To start our pipeline, we need to kick off Airflow which requires a couple more prerequisite steps.

  1. If using Windows, you may need to make a small update to the below line in the docker-compose.yaml file. Here we are mounting our aws credentials file on to a docker container.

    - $HOME/.aws/credentials:/home/airflow/.aws/credentials:ro
  2. Increase CPU and Memory in Docker Desktop resource settings to whatever you think your PC can handle.

  3. Run the following. You may be able to skip this step if you're not on linux. See here for more details.
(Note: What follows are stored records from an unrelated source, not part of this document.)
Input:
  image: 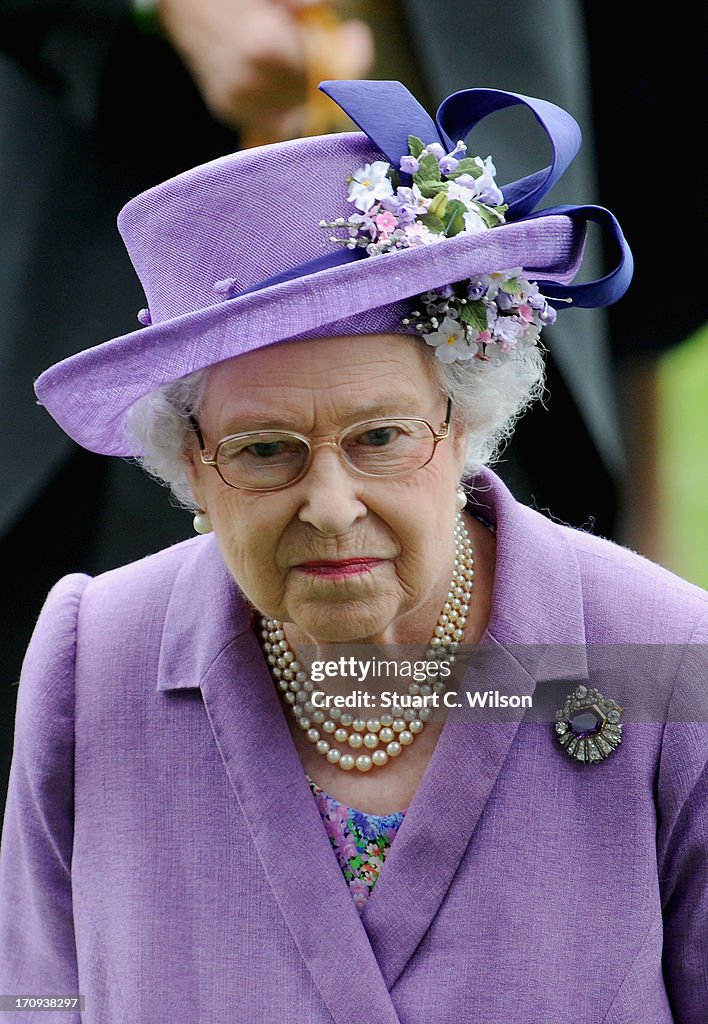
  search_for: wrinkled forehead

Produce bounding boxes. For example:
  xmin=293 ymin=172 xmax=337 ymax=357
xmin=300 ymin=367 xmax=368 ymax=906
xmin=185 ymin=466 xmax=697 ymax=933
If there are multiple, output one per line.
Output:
xmin=200 ymin=335 xmax=439 ymax=430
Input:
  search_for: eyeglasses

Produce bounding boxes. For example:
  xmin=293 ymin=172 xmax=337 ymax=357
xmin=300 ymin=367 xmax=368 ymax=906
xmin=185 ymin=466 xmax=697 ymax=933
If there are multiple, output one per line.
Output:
xmin=190 ymin=398 xmax=452 ymax=490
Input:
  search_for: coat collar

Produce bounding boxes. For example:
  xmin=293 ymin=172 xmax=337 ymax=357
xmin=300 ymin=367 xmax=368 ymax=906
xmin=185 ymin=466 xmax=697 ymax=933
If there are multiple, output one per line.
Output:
xmin=158 ymin=471 xmax=588 ymax=1024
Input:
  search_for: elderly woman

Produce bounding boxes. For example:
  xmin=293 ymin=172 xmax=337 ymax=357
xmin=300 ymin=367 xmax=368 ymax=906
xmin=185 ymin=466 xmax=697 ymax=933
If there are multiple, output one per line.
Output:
xmin=0 ymin=83 xmax=708 ymax=1024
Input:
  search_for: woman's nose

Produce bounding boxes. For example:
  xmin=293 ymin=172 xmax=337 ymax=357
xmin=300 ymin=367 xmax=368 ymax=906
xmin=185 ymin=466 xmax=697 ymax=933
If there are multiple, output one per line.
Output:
xmin=298 ymin=443 xmax=368 ymax=537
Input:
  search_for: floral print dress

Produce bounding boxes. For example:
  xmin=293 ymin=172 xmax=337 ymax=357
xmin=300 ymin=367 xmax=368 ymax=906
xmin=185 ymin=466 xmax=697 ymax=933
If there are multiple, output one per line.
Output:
xmin=307 ymin=776 xmax=406 ymax=913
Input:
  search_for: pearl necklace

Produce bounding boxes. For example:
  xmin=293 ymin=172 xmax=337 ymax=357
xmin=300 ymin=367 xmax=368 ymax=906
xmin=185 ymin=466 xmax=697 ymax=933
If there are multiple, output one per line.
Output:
xmin=261 ymin=512 xmax=474 ymax=772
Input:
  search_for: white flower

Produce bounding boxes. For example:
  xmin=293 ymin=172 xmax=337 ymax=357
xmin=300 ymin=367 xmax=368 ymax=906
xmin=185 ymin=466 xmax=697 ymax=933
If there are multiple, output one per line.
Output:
xmin=447 ymin=181 xmax=474 ymax=209
xmin=462 ymin=209 xmax=489 ymax=234
xmin=347 ymin=160 xmax=393 ymax=213
xmin=423 ymin=316 xmax=478 ymax=362
xmin=404 ymin=220 xmax=445 ymax=246
xmin=494 ymin=316 xmax=526 ymax=352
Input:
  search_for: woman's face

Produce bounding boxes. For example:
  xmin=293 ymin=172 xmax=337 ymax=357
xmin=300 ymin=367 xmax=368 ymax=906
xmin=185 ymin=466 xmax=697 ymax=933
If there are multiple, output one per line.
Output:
xmin=185 ymin=335 xmax=464 ymax=642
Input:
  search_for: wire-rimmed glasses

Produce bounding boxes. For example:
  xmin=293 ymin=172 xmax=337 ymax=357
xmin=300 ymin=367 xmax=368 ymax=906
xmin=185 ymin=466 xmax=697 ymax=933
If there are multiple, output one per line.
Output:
xmin=190 ymin=398 xmax=452 ymax=490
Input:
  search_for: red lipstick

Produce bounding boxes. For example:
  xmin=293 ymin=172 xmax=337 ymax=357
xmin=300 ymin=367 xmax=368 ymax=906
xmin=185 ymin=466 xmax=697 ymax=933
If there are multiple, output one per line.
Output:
xmin=296 ymin=558 xmax=382 ymax=580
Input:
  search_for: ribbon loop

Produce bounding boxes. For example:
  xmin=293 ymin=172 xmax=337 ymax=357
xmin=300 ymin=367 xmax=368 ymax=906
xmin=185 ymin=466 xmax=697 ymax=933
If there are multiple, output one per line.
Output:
xmin=436 ymin=89 xmax=582 ymax=220
xmin=526 ymin=206 xmax=634 ymax=309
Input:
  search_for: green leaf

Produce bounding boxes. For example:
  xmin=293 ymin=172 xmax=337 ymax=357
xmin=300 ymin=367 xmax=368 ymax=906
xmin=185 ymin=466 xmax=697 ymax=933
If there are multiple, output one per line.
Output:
xmin=474 ymin=202 xmax=501 ymax=227
xmin=413 ymin=153 xmax=442 ymax=185
xmin=448 ymin=157 xmax=482 ymax=178
xmin=416 ymin=181 xmax=448 ymax=199
xmin=418 ymin=213 xmax=445 ymax=234
xmin=428 ymin=191 xmax=449 ymax=220
xmin=442 ymin=199 xmax=467 ymax=239
xmin=460 ymin=299 xmax=487 ymax=331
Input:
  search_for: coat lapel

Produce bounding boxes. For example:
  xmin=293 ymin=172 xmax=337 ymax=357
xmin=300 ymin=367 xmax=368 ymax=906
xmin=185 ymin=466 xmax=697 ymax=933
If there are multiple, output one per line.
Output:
xmin=362 ymin=472 xmax=588 ymax=989
xmin=158 ymin=471 xmax=588 ymax=1007
xmin=158 ymin=539 xmax=400 ymax=1024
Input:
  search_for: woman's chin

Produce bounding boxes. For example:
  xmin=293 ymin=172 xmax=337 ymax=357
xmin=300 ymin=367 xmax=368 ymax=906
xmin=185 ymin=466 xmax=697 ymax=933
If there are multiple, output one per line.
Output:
xmin=289 ymin=601 xmax=395 ymax=643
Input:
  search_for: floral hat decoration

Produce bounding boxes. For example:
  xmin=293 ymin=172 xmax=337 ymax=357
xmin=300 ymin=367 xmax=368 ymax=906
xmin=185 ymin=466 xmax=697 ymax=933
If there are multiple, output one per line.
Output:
xmin=35 ymin=81 xmax=632 ymax=456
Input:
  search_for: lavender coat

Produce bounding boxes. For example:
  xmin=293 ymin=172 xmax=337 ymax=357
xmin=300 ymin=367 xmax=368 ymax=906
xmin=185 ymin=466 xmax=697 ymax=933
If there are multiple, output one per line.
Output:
xmin=0 ymin=472 xmax=708 ymax=1024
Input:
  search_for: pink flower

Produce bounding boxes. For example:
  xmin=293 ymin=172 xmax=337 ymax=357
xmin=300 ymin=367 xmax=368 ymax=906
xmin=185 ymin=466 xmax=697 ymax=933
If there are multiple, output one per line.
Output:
xmin=374 ymin=210 xmax=398 ymax=239
xmin=516 ymin=305 xmax=534 ymax=324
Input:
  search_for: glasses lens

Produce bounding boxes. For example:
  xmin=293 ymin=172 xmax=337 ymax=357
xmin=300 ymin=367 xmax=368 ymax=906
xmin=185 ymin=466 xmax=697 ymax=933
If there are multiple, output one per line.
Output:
xmin=340 ymin=420 xmax=435 ymax=476
xmin=216 ymin=430 xmax=309 ymax=490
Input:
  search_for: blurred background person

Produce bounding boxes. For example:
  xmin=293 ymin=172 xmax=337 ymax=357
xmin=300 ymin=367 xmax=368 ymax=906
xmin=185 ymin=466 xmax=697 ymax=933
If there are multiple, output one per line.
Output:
xmin=0 ymin=0 xmax=697 ymax=815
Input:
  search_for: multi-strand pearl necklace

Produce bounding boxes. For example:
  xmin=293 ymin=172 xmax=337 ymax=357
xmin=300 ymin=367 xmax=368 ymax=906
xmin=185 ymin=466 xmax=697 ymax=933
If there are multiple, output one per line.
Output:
xmin=261 ymin=513 xmax=474 ymax=772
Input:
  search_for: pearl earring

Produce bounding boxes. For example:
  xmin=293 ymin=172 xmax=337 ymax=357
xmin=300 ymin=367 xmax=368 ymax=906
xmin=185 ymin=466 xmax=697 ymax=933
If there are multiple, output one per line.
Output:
xmin=192 ymin=509 xmax=212 ymax=534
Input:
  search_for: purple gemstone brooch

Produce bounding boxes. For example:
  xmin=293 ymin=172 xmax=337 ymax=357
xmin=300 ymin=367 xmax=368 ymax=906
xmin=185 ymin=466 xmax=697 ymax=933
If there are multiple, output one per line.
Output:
xmin=555 ymin=686 xmax=622 ymax=764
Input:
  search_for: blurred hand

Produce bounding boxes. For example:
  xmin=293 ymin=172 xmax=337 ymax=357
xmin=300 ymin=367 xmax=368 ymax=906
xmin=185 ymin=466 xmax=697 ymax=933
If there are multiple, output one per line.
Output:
xmin=158 ymin=0 xmax=373 ymax=146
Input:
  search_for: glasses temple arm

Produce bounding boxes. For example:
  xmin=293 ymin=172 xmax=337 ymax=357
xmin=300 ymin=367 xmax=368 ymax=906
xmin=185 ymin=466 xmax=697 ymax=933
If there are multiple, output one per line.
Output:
xmin=189 ymin=416 xmax=206 ymax=452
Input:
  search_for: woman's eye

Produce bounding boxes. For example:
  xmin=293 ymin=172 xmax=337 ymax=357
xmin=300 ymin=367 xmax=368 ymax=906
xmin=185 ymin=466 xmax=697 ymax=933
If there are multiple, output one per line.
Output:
xmin=243 ymin=441 xmax=286 ymax=459
xmin=356 ymin=426 xmax=401 ymax=447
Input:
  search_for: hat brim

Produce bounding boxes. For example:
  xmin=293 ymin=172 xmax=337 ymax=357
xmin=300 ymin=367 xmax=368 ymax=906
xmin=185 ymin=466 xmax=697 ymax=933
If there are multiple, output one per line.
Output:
xmin=35 ymin=215 xmax=585 ymax=458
    cd ~/Reddit-API-Pipeline/airflow
    
    # Create folders required by airflow. 
    mkdir -p ./logs ./plugins
    
    # host user id
    echo -e "AIRFLOW_UID=$(id -u)" > .env
  4. Making sure you are still in the airflow directory, initialise the airflow database. This will take a few minutes. Make sure the Docker daemon (background process) is running before doing this.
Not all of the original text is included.